Space Policy and National Security in Japan

May 26, 2011 6:30 PM (finished)


CJG 26May11_Saadia Pekkanen2.JPGThe lecture will be based on Professor Pekkanen's recently published co-authored work with Paul Kallender-Umezu. Below, please find a review on the book.

http://www.foreignaffairs.com/articles/67195/saadia-pekkanenpaul-kallender-umezu/in-defense-of-japan-from-the-market-to-the-military-in-space-pol

 

 

Saadia Pekkanen

(University of Washington, Seattle (the Job and Gertrud Tamaki Professor at the Jackson School of International Studies))

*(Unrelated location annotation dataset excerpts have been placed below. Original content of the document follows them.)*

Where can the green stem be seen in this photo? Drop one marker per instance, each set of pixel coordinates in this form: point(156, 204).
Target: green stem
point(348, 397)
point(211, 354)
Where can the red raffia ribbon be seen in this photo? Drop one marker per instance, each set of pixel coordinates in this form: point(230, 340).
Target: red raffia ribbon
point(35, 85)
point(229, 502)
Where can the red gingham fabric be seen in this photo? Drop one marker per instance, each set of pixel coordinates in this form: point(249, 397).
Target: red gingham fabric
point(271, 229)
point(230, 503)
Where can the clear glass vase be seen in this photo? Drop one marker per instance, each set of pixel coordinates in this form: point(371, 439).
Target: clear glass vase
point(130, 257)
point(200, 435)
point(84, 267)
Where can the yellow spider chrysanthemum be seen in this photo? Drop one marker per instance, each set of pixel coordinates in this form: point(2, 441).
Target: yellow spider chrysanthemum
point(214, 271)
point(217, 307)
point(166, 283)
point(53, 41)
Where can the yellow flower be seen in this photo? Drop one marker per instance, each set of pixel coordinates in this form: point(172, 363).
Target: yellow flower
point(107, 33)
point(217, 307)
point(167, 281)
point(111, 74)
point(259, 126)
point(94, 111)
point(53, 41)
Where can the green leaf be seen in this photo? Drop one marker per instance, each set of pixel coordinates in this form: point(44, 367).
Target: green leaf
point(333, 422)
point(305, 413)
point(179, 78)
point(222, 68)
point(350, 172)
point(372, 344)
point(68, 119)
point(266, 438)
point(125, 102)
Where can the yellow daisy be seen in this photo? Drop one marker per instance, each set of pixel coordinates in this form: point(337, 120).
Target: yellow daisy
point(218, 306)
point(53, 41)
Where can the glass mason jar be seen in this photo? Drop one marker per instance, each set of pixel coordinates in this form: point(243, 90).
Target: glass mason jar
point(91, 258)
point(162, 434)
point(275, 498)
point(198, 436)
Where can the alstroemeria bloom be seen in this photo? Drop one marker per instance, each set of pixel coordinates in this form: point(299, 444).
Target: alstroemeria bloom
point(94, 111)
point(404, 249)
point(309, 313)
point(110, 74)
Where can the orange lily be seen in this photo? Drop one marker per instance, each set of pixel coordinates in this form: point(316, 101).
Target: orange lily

Date/Time May 26, 2011 6:30 PM
Location Room 549 5th floor, Akamon Sogo Kenkyuto Institute of Social Science, University of Tokyo  [map]
Abstract While the commercial and scientific aspects of Japan's space policy have drawn some attention over the postwar period, the military angle has been under the radar. Specifically, little notice has been paid to the use of space for military purposes to support, enable, or conduct defensive, and even offensive, actions. Yet, on these dimensions, Japan ranks high as a military space power. The incremental militarization of Japanese space assets has in fact taken place in plain sight of the public within a steadily advancing civilian space program. This reality leaves little doubt that there is now a paradigmatic shift toward national security in the contents of Japan's space policy - a theme which is at last sanctioned by the legal and policy orientation, and which deserves attention as a military space race in the Asian region heats up.
Bio Saadia Pekkanen, University of Washington, Seattle is the Job and Gertrud Tamaki Professor at the Jackson School of International Studies, and Adjunct Professor at the School of Law. She received her Master's from Columbia University and Yale Law School, and her doctorate from Harvard University. In addition to numerous articles, she is the author of Picking Winners? From Technology Catch-up to the Space Race in Japan (Stanford University Press, 2003); Japan's Aggressive Legalism: Law and Foreign Trade Politics Beyond the WTO (Stanford University Press, 2008); co-editor of Japan and China in the World Political Economy (Routledge, 2005); and co-author of In Defense of Japan: From the Market to the Military in Space Policy (Stanford University Press, 2010). Her work has been funded by the Social Science Research Council, the Harvard Academy for International and Area Studies, the Center for Global Partnership, the Abe Fellowship, and the National Science Foundation. Her areas of research interest include international relations, international law, and the international political economy of Japan and Asia. In 2010, she was selected in a nationwide competition to the First Class of National Asia Research Associates and Fellows for the National Asia Research Program (NARP), launched by the National Bureau of Asian Research (NBR) and the Woodrow Wilson International Center for Scholars.